The Sink or Swim Money Program by John E. Whitcomb

The Sink or Swim Money Program by John E. Whitcomb

Author:John E. Whitcomb
Language: eng
Format: epub
ISBN: 9781682307571
Publisher: Diversion Books
Published: 2016-05-07T00:00:00+00:00


CHAPTER FOURTEEN

Charity, Savings, IRAs, and College

Learning to save or to give charitably is something the perfect child should naturally know how to do. Unfortunately, the reality is that learning these behaviors takes time and develops only through practice, just like any other learned behavior. If we parents had started out as perfect children, we would be saving a lot more than we are now. Clearly, we haven’t learned it well ourselves.

In the public arena in which our children function, many types of savings behaviors can be seen. If we look closely, we see that these are groups saving for specified group goals rather than individuals saving for a personal goal.

Selling chocolate-covered cherries after long church services to hypoglycemic churchgoers is one of my favorites. Who can resist chocolate from irrepressibly cheerful teens at church? And all for the good cause of funding a church trip, to boot. Car washes to raise money for school bands, Girl Scout cookies, youth group Christmas wreaths, endless pizza sales—all are methods of saving for group goals. These are efforts we see publicly. We need to look internally for what we are saving for ourselves and how we teach our kids to save for themselves.

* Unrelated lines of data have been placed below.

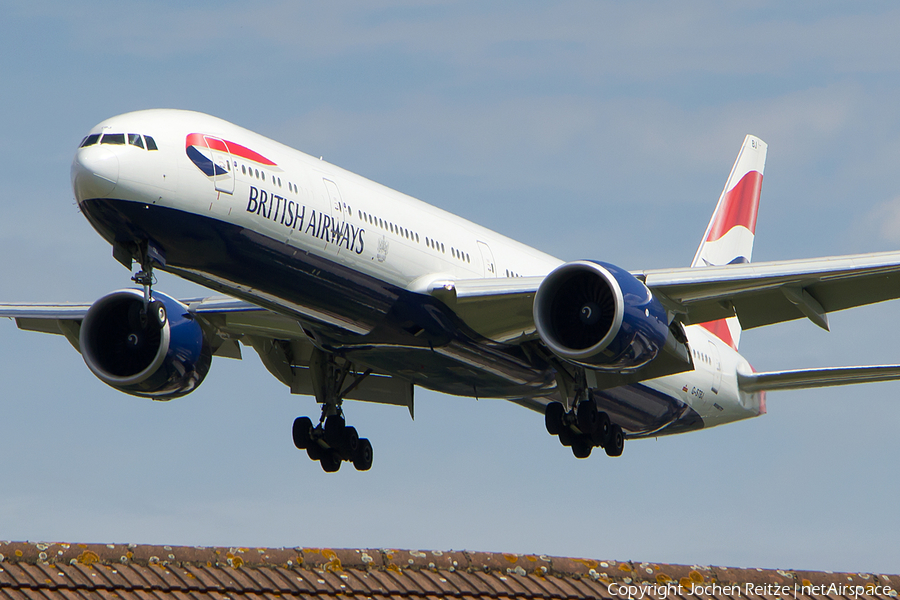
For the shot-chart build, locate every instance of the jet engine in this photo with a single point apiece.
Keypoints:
(160, 354)
(600, 316)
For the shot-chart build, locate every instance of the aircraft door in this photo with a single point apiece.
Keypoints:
(337, 209)
(490, 268)
(717, 367)
(223, 165)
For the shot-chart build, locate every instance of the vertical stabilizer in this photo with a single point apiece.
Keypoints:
(729, 235)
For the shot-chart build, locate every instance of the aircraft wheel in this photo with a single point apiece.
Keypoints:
(615, 443)
(602, 431)
(362, 459)
(587, 417)
(582, 447)
(330, 461)
(334, 430)
(553, 418)
(315, 451)
(349, 443)
(302, 432)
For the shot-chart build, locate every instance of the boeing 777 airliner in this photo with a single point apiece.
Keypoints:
(349, 290)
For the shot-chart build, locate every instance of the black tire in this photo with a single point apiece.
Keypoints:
(156, 313)
(349, 443)
(330, 461)
(334, 430)
(615, 442)
(587, 417)
(302, 433)
(362, 459)
(315, 451)
(553, 418)
(567, 437)
(582, 447)
(602, 431)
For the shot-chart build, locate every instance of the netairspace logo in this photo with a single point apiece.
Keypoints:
(749, 590)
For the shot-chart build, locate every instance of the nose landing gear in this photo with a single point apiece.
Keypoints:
(154, 311)
(584, 428)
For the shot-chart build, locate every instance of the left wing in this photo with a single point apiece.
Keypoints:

Like the other main theme in this book—learning prudent spending habits—developing habits of saving and giving requires opportunities for learning and rewards for doing. You have to encourage savings, watch them grow, and talk about your long-term goals. Saving behavior won’t start out of the blue at age thirteen, just as it doesn’t start at age twenty-three. Musicians do not spring forth as maestros without having practiced. What is the savings equivalent of violin lessons?

I like fostering the saving habit from an early age. Whenever you begin to give your kids pocket money, I believe a certain amount should go into an envelope for savings and a certain amount for charity. If one doesn’t walk the walk at age six, it is much harder to start at age twelve. When the child is six years old, parents have to be completely in charge. You put the money in the envelopes, and you keep the envelopes in your possession. Take the envelopes out each week, hand the pocket money out to eager little fingers, and visibly place the designated portion into the savings and charitable-giving envelope.

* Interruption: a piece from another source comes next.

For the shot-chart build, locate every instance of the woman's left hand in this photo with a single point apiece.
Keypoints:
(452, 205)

Just as you reward the giving of pocket money by creating circumstances in which your young child can spend it, create rewarding circumstances for saving and giving. Accumulating the savings for a big purchase makes the act of saving feel good. Encouragement, praise, and positive feedback from other adults make charitable giving feel good to your child.

One family reported encouraging saving habits by contributing a matching amount for any money their child saved from ages six through twelve. Their argument was that a 6 percent return on a savings account in the bank is not enough to reward children who have a reference time line of a week.

One caution: An offer to double any money saved has a giant loophole in it.